Not surprisingly, on-going tensions in the West Bank have created a lot of work for the Shin Bet.
Each of the men interviewed in the film's seven sections is different, but the collective impression is one of stark pragmatism mixed with sober reflection. Yaakov Peri -- who led the Shin Bet from 1988 until 1994 -- says that retirement tended to make him "a bit of leftist." To me, this suggests that a look back can alter anyone's perspective.
All of the men are fascinating and bright, but the most interesting of them might be Avraham Shalom, who resigned after a notorious 1984 bus hijacking. Shalom looks the part of someone's beloved uncle (see above photo), but his reputation hardly fits the image.
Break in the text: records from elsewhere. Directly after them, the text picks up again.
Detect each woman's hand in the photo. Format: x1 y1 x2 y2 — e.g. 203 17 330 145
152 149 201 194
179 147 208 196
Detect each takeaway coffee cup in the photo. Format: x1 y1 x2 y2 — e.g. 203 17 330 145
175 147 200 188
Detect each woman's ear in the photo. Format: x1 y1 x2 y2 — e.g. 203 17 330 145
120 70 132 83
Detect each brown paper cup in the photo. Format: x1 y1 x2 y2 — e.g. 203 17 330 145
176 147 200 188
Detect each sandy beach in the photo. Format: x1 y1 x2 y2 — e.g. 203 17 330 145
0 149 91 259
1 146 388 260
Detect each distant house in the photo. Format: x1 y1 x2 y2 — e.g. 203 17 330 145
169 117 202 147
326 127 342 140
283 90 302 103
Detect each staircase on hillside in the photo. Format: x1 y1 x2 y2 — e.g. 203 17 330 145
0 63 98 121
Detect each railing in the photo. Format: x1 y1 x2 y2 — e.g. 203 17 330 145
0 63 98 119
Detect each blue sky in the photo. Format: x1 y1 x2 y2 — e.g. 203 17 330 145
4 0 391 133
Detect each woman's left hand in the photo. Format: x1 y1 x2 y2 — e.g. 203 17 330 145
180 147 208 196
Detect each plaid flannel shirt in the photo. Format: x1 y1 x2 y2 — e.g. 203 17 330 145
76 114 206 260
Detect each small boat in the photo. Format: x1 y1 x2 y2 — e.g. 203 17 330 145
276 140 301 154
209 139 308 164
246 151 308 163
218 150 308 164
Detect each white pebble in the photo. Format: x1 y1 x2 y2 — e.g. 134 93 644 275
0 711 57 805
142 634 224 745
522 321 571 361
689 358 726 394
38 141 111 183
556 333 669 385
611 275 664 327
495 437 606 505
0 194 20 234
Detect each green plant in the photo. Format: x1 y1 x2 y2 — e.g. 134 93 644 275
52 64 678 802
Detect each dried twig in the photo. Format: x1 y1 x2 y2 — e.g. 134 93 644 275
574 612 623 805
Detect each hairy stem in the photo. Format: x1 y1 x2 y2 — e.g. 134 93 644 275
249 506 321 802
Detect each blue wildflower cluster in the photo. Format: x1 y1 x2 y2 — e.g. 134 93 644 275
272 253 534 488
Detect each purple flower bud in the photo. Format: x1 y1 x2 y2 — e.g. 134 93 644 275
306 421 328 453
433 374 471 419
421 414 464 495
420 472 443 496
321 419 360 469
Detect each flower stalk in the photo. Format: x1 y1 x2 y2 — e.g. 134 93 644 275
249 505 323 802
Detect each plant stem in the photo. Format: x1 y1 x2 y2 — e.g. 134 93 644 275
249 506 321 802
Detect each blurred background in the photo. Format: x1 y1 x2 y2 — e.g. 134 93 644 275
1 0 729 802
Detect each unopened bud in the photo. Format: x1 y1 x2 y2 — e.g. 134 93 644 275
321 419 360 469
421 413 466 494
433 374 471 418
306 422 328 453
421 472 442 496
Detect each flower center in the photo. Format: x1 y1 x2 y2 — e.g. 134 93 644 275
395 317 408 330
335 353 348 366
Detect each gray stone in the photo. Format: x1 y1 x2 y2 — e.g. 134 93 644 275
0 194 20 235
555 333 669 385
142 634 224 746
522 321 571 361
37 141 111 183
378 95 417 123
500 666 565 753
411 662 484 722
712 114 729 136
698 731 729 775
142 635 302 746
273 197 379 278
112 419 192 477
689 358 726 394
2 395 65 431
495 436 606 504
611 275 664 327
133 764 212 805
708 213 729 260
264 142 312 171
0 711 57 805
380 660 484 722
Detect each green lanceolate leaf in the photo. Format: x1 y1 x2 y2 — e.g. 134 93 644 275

There's no getting around the fact that these men have been hardened by what they have viewed as the demanding necessities of their work. To do their jobs, they have had to make decisions involving collateral damage. They also have had to live with the gnawing realization, expressed by nearly all of them, that Palestinian rage is not only understandable, but perhaps even justifiable.
Tellingly, one of them talks about how considerations about the viability of a Palestinian state have all but vanished amid a consuming preoccupation with terrorism.
Moreh skillfully uses archival footage to bring events to life. The Gatekeepers is no dry exercise for policy wonks; it's a gripping foray into an often secret world.
It's sobering (and in a way encouraging) to hear the men charged with protecting Israel's security express reservations about whether the sum total of their efforts has created a better, safer Israel. Argue with their conclusions if you want, but it's difficult to dismiss these voices from the depths of Israel's "inner sanctum."
"Consider the source." Isn't that what skeptics always say when shying away from supposedly biased assessments? In this case, the bromide doesn't apply. Damn right, we need to consider the source. Who's in a better position to reach some of the film's alarming conclusions than these six men?